Apr 6, 2022 | by Romain Cauchois, Guest Contributor

If you were born in the early 1990s or prior, you probably remember one of the most frequently asked questions of the 20th century’s last decade, “What is the internet?” The then bullish “It’s the future!” reply has proved very true indeed as the internet permeates our lives, and the pre-internet era seems surreal and distant to those who never experienced that pre-connected world.  

Since its beginning, countless innovative technologies and infrastructures have been designed and deployed within the brave new world of the internet. Some have proved groundbreaking and have become integral to our connected world; others failed to hit the mark and faded away.  

One “new” technology that has stuck is Blockchain. Actually, it is not that new. The Blockchain concept made its first official public appearance in 2008. Nevertheless, mirroring those questions about the burgeoning internet decades ago, one of the most frequently asked IT questions of today is probably: “What is Blockchain?” So why is this question being asked so long after our first glimpse of Blockchain? Well, a key reason is that, to a certain extent at least, Blockchain is a true digital revolution. Not quite as revolutionary as the advent of the internet itself, for sure, but Blockchain certainly warrants the attention it receives. And, compared with the omnipresent, all-encompassing world wide web, which most people seem to have at least a fundamental understanding of, the general public seems to have little or no knowledge of Blockchain. It is a complex technology that operates behind the scenes. 

To understand what Blockchain is, you only need to know three things. What is a block? What is a chain? What is a ledger? While reading about Blockchain, you will often find terms like “distributed ledger” or “cryptographic hash” or “smart contracts” and many other often abstruse terminologies and formulas. To simplify, Blockchain is a decentralized infrastructure, often public, that works as a ledger using a complex algorithm to gather and keep track of information in blocks, each followed and preceded by other blocks, thus forming a chain of blocks.  

In a physical ledger, financial transactions – which include information like date, amount, issuer, recipient – are added one after the other on a page.

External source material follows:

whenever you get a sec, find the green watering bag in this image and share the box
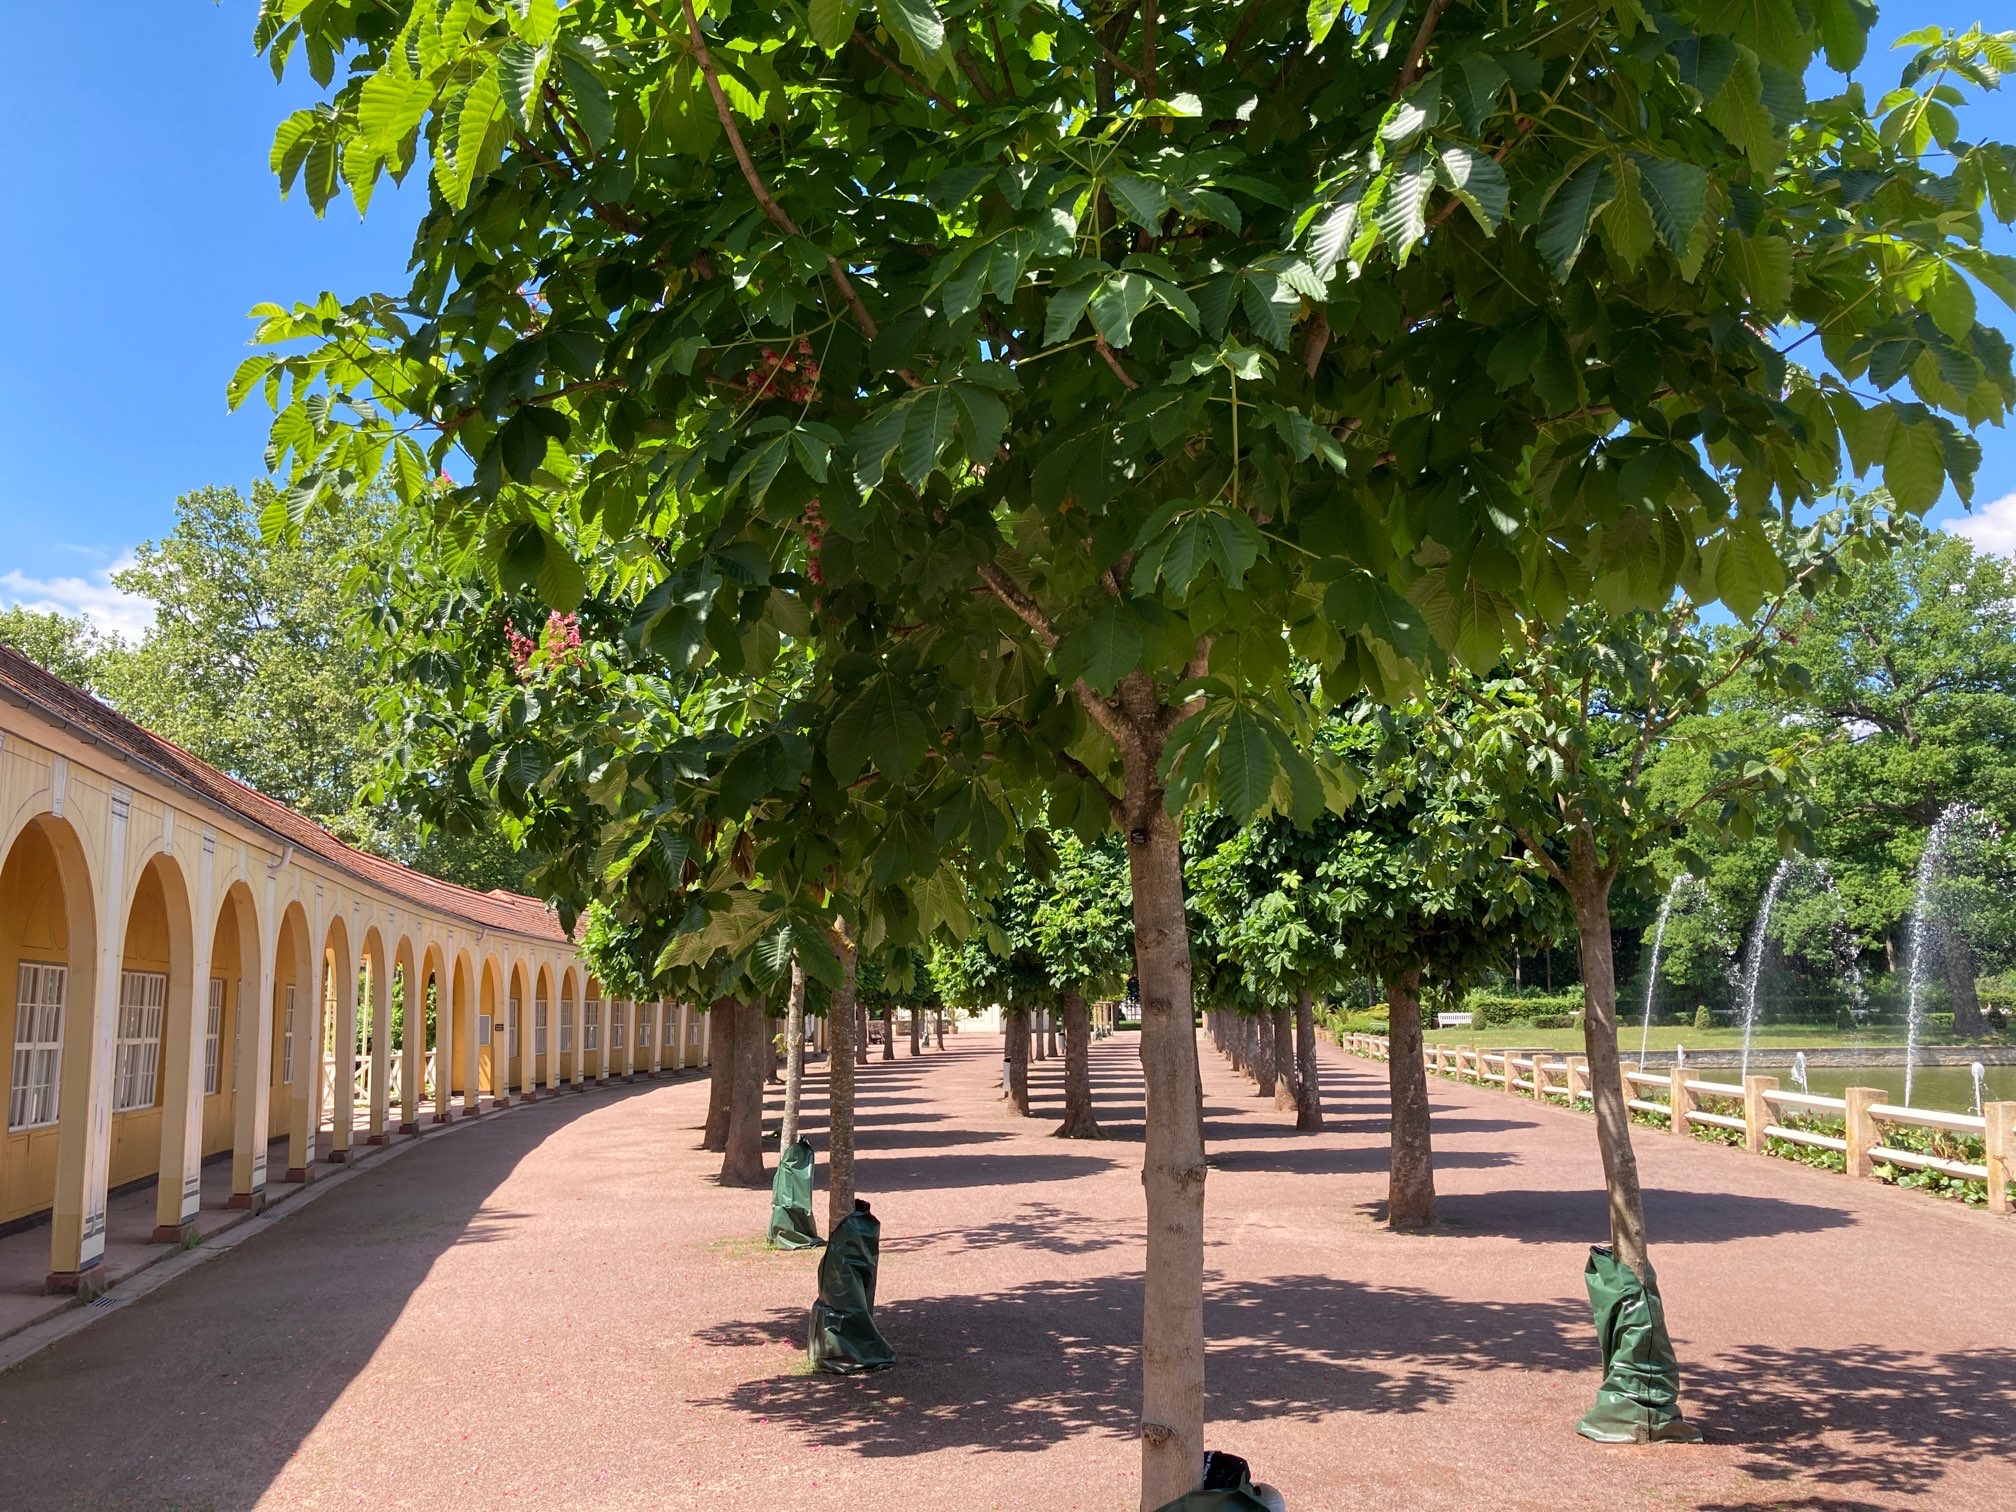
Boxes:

As soon as a page is full, we go to the next one. When using Blockchain, a block would be the equivalent of a physical ledger’s page. A block can hold several hundred – even thousands – of transaction details. Each block is then added to the previous block. The idea of a chain of blocks is essential because the chain grows by having more blocks added in sequence. Blockchain is what we call “append only.” Blocks cannot be added in the middle of the chain, nor can they be rearranged, deleted or edited, thus allowing an unobstructed vision of the current state of things and all the history that led to it.  

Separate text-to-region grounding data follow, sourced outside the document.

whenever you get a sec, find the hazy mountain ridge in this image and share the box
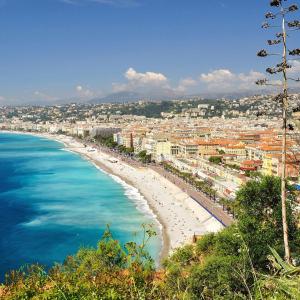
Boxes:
[4,86,300,107]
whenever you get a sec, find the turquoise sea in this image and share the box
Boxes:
[0,133,161,280]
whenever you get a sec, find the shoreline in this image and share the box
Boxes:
[1,130,224,261]
[89,160,170,260]
[77,152,168,260]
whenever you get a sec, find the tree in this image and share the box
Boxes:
[256,0,300,263]
[95,135,118,148]
[138,151,152,163]
[217,149,225,155]
[138,150,147,158]
[235,176,299,269]
[208,156,222,164]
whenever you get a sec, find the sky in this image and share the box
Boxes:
[0,0,299,104]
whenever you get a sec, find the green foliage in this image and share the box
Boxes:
[195,233,216,255]
[162,162,217,198]
[256,248,300,299]
[219,197,238,215]
[162,176,300,299]
[161,226,255,299]
[225,163,240,170]
[110,99,218,118]
[209,156,222,164]
[244,170,261,178]
[138,150,152,163]
[188,255,245,299]
[95,135,118,149]
[138,150,147,158]
[94,135,135,154]
[236,176,300,270]
[165,245,195,267]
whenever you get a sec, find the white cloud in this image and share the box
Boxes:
[112,67,171,93]
[125,67,168,85]
[76,85,83,92]
[112,67,275,96]
[0,96,5,101]
[288,60,300,75]
[200,69,235,84]
[174,78,197,93]
[200,69,265,92]
[75,85,94,97]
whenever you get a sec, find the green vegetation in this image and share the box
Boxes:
[1,176,300,299]
[162,162,217,200]
[225,163,240,170]
[244,170,262,178]
[119,101,177,118]
[107,99,219,118]
[258,248,300,299]
[95,135,118,149]
[117,145,134,154]
[209,156,222,164]
[235,176,299,270]
[217,149,225,155]
[137,150,152,164]
[219,197,238,216]
[95,135,134,155]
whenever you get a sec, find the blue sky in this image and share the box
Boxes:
[0,0,298,103]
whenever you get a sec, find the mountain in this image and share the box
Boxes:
[88,89,183,104]
[6,88,300,107]
[89,92,145,104]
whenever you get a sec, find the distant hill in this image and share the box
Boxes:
[89,90,272,105]
[6,88,300,107]
[89,92,146,104]
[88,90,185,104]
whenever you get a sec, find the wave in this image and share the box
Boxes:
[90,163,163,246]
[24,215,51,227]
[107,173,164,260]
[60,148,75,154]
[96,163,162,226]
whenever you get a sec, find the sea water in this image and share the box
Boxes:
[0,133,161,280]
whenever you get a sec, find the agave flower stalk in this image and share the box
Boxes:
[256,0,300,263]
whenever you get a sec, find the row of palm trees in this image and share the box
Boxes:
[161,162,236,218]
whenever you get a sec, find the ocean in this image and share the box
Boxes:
[0,132,161,280]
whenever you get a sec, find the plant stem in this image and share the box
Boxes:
[281,9,291,263]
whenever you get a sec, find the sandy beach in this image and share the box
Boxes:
[3,131,224,258]
[54,134,224,254]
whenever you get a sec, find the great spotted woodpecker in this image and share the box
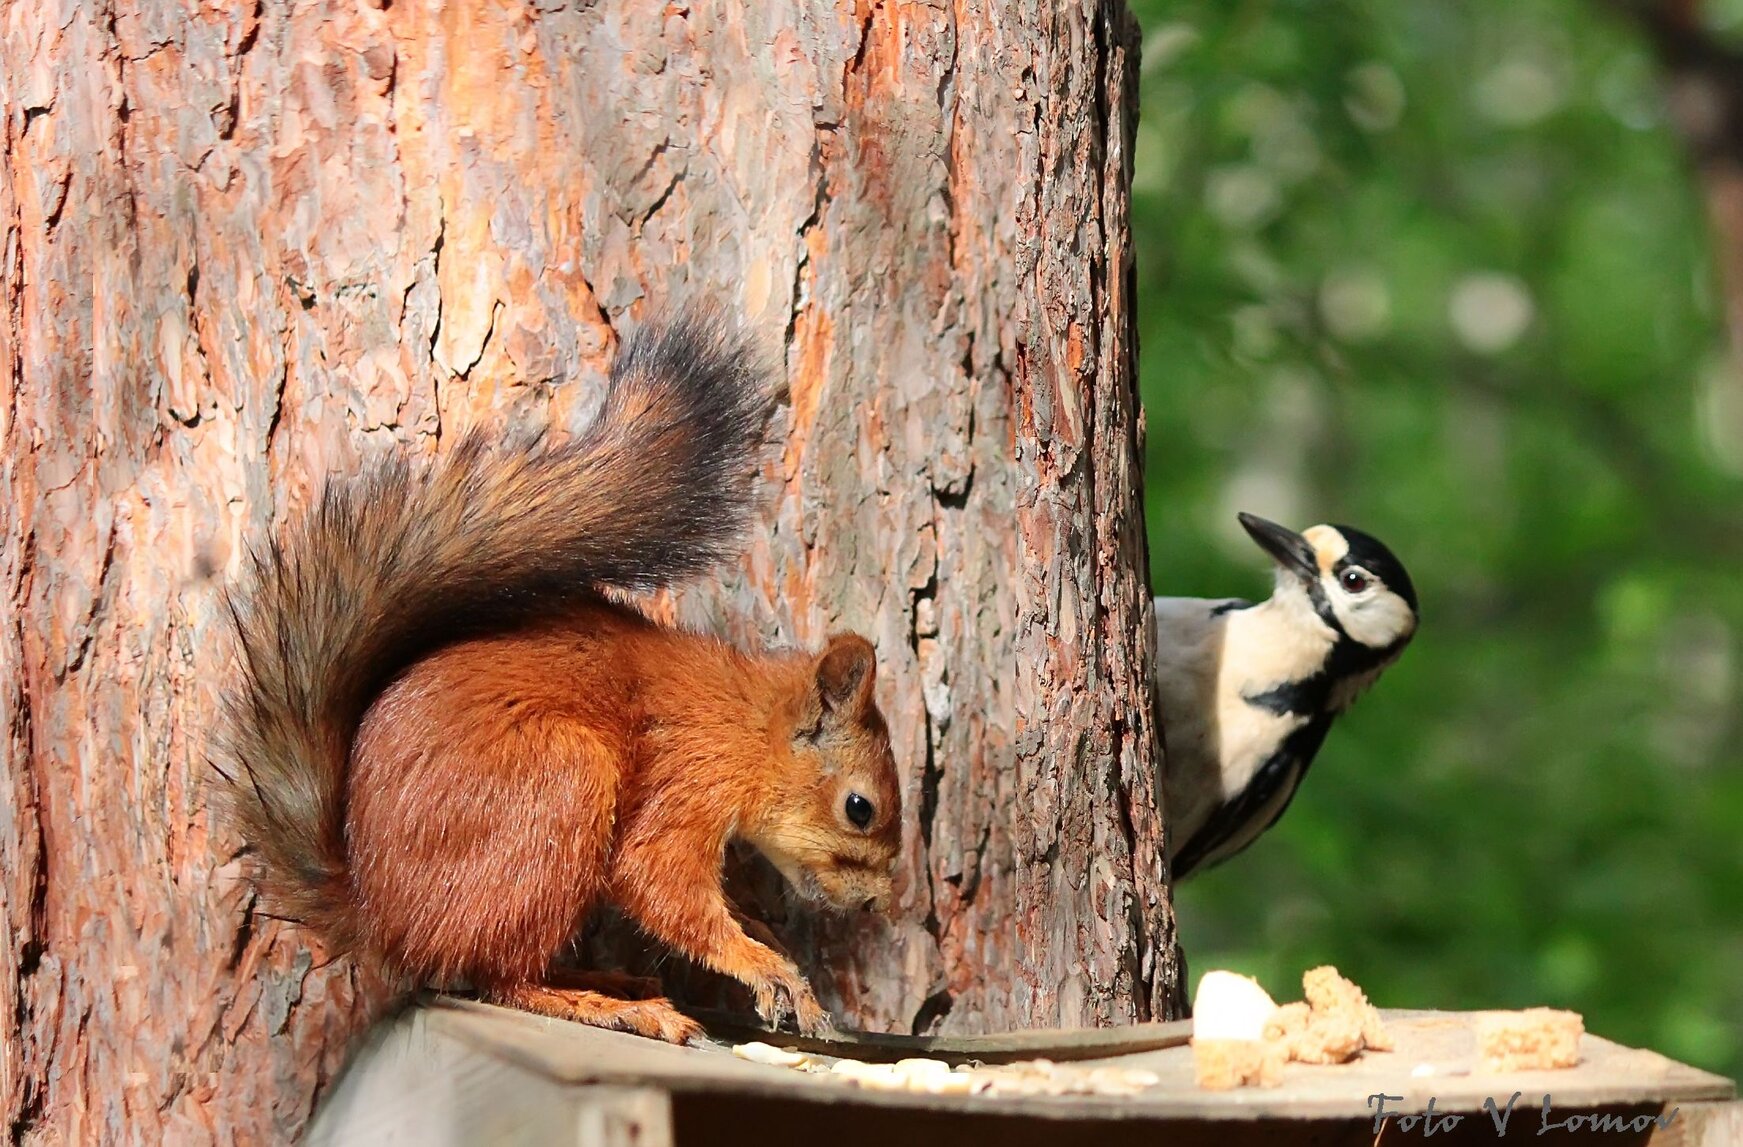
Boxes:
[1154,513,1418,880]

Blockchain is also tamper evident. The blocks and the data stored in them cannot be mingled with. What stops anyone from doing so? The answer is “cryptographic hashing.” Just like in cooking, this involves chopping and hashing, and mixing everything up to obtain a much less voluminous result which depends entirely on the original material. In this case, we have a code comprised of digits and letters. However, unlike encryption, you cannot decrypt the code and revert to the initial data. Just like no operation will ever allow you to retrieve your avocados and the other ingredients from your guacamole.  

So, why all the fuss and excitement? Well, try and imagine what forgoing the services of a third-party ledger can imply for any record-keeping process such as trading and other financial transactions, or supply-chain. Blockchain is a tamper-proof infrastructure where people and businesses not only can store data but also build programs and applications. With Blockchain, the system itself becomes an absolute, unalterable and indisputable source of truth.  

Although Blockchain was initially developed for the Bitcoin project and still is the underlying technology behind all cryptocurrencies and DeFi (decentralized finance), it is also far more than that.  

The potential for radical change and disruption in the established financial system that Blockchain holds may in part explain its relatively long and somewhat discrete gestation period, as well as the mystery behind the original source published by the unknown Satoshi Nakamoto in 2008. One thing is certain, we may one day no longer hear about Blockchain; not because it will disappear, but because – just like the internet – it will be widely implemented and so present in our lives that we won’t even see it or think about it anymore.